Na postoju w Woźnikach w przedostatnim dniu pielgrzymowania odpoczywali uczestnicy pielgrzymki cieszyńskiej.
- Idę dopiero piętnasty raz na Jasną Górę - żartuje Antoni Sajdok, pielgrzym z Cieszyna. - Z czasem namówiłem kolegę i od ośmiu lat on też pielgrzymuje. Z tegoroczną pogodą rzeczywiście jest niełatwo iść, ale przecież jednak idziemy...
- Zawsze chciałem pielgrzymować do znanych sanktuariów Maryjnych. Chętnie bym pojechał, ale finansowo nie mogę sobie pozwolić na dalsze podróże. Wybrałem więc takie bliskie spotkania z Matką Bożą na Jasnej Górze. I zyskuję na tym przede wszystkim czas modlitwy. Zwykle odmawiam codziennie Różaniec, ale nigdy na co dzień nie mogę poświęcić na modlitwę tyle czasu, ile na pielgrzymce. To jest też moc modlitwy, którą zanosi tych czterysta osób, wyprasza łaski. Na pielgrzymce też nie modlę się za siebie, zgodnie z radą kapłana: - Nie módlmy się za siebie, bo jeśli my będziemy się modlić za innych, to inni modląc się za nas w dwójnasób wyproszą dla nas to, czego nam trzeba - przyznaje Andrzej Łusiak z Cieszyna.

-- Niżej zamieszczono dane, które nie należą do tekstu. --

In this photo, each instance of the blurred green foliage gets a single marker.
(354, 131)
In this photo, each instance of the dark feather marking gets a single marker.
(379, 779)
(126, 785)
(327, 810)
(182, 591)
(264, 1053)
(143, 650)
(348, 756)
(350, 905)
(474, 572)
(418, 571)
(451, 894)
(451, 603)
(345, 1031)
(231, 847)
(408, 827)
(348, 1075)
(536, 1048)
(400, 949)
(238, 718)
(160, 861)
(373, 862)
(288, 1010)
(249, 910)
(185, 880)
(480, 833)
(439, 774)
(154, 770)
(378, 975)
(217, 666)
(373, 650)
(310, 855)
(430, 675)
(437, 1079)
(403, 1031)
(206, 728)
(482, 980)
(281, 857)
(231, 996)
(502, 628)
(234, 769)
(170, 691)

Jadwiga Hutnicka ze Strumienia pielgrzymuje z wnuczkiem, 3-letnim Szymonkiem, córką i synem - klerykiem. - Ja idę już dwunasty raz, a Szymon - trzeci. I jest bardzo dzielnym pielgrzymem. Jesteśmy z niego dumni. Co roku mamy intencje, które zanosimy na Jasną Górę, prosząc Matkę Bożą o wstawiennictwo. A pogoda wprawdzie w tym roku była niełatwa, ale w sumie - do zniesienia. Upał jest łatwiejszy do zniesienia, kiedy się idzie, a jeśli się przestrzega noszenia nakrycia głowy czy picia co chwilę łyk wody - to się dojdzie. Doświadczenie w pielgrzymowaniu jest ważne - i z roku na rok jest coraz łatwiej.